The station is owned by Towson University which, in turn, is owned by the state, which has deep pockets.
“There are a whole lot of things that need to be done to this building,” Kiefaber said, noting his “unabashed enthusiasm” for WTMD’s proposal. “It needs to be owned by a nonprofit that can raise the funds to restore it for generations in the future.”
Enoch Cook, the CEO of the Baltimore-based theater consulting firm, Noch Noch Productions, also proposed a wide range of uses for The Senator.
His plan called for “a combination of live performance and cinemplex, simulating a staged vaudeville review to attract interest in puppetry and puppeteers emphasizing a broad state level favoring a live muppet show followed by a film.”
When asked, Cook declined to reveal his financial resources. Yasko and the Mt. Vernon-based JR Owens Corp. also did not provide the numbers the audience could have used to assess the vialibity of proposed projects.
J.R. Owens, on the other hand, said his submission at this stage was more an idea than a proposal, and it didn’t warrant costing out until he knew the concept interested BDC.
Owens’ concept was the addition of three floors of 24 two-bedroom apartments beside and building with parking in the basement, as well as the renovation of the theater.
“It has the best chance of evolving into a self sustaining enterprise,” said designer Tony Freitag. “Our thought is having a movie theater by itself is not enough.”
It would create an alternative revenue stream, stability, short- and long-term employment and augment the municipal tax base through the tenants and the increase in business in the surround area, he said.

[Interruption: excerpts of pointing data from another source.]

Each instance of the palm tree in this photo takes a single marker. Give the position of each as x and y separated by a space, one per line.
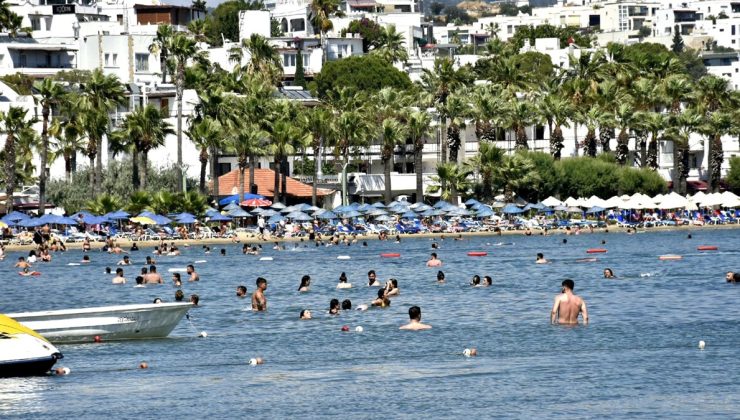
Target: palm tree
452 179
515 172
284 135
48 94
521 114
318 123
161 46
67 143
418 124
391 46
392 134
12 123
680 128
489 157
557 111
625 117
320 14
246 141
147 129
100 95
206 135
653 123
181 49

But the proposal doesn’t focus on a plan for the theater itself.
James “Buzz” Cusack, who with his daughter, Kathleen, owns the Charles Theatre, was the only presenter who could, or would, talk numbers.
The Cusack plan would keep The Senator as a single-screen theater and renovate it, adding a tapas restaurant to the building, similar to the one at the Charles that helped revive the theater, and a crepe eatery as well.
Cusack might add a second screen just south of the building if he can find a user for its second floor, he said, noting he has had conversations with a child care facility.
But showing the art films that the Charles shows would not be financially feasible at The Senator, which would feature first run films, including blockbusters, he said.
The plan would takes about $1.6 million, he said. The funding would come from $400,000 in equity, a $600,000 loan, a $100,000 grant, $450,000 generated by tax credits and $100,000 from BDC.
Cusack, who has been in construction for 25 years, said he could complete the project by December of 2010.
The BDC has convened an advisory panel of about a dozen representatives of local community, business and advocacy groups to choose one of the four proposals to recommend to the BDC project committee, which, in turn, will make a recommendation to the BDC board, Mitchell said.
Eventually the board will make a recommendation to the mayor, who will make the final decision, Mitchell said.